Is there a flaw in the API API authentication concept that I missed?

I've recently been thinking about how all the authentication methods used in API communications to APIs (RESTful APIs) are primarily methods that have been designed to be man-oriented (tokens) passwords etc) and how in the API this often means need a secret bank to store passwords tokens.

My idea is that the requestor API will contact the recipient's API with a hashed token and a Webhook callback address, the callback URL actually acting as the user's identity that the recipient's API then contacts ( in a new connection), to which it then gets the unstamped token From, the receiving token then compares the hashed and unhashed versions of the token and if they match, it knows that the requestor of the initial request is actually the API of the Web connection.

A workflow of the authentication process is described in detail in the following diagram:
authentication workflow process

I've also created a POC consisting of the concept docker on my github that works as I thought (please note that although I will gladly receive notes on the POC, this question only concerns concept theory in its together, guarantee).

The question

Is it really secure? Is there a vulnerability of this authentication method that would have allowed an attacker to fool the recipient's API by pretending to be another API?

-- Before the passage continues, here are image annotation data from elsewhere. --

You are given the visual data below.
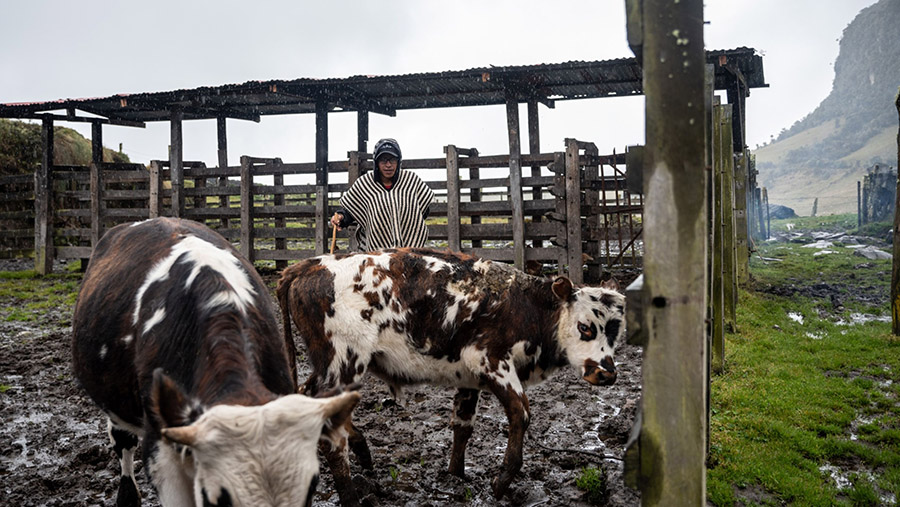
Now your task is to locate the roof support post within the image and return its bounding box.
[316,99,330,255]
[626,0,707,506]
[91,121,103,164]
[528,100,543,248]
[506,91,525,269]
[34,118,55,275]
[216,116,231,229]
[356,109,369,157]
[169,109,184,218]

If there is no way to prove without a doubt (mathematically or otherwise) that it is actually secure?

Suppose the following elements are given:

  • HTTPS is used (to protect against MITM) on all requests
  • The main database is secure
  • Tokens are generated randomly and are not reused
  • The hash function is modern enough to provide good protection
  • The DNS register of both APIs is secure
  • This is an authentication method only, no authorization or encryption.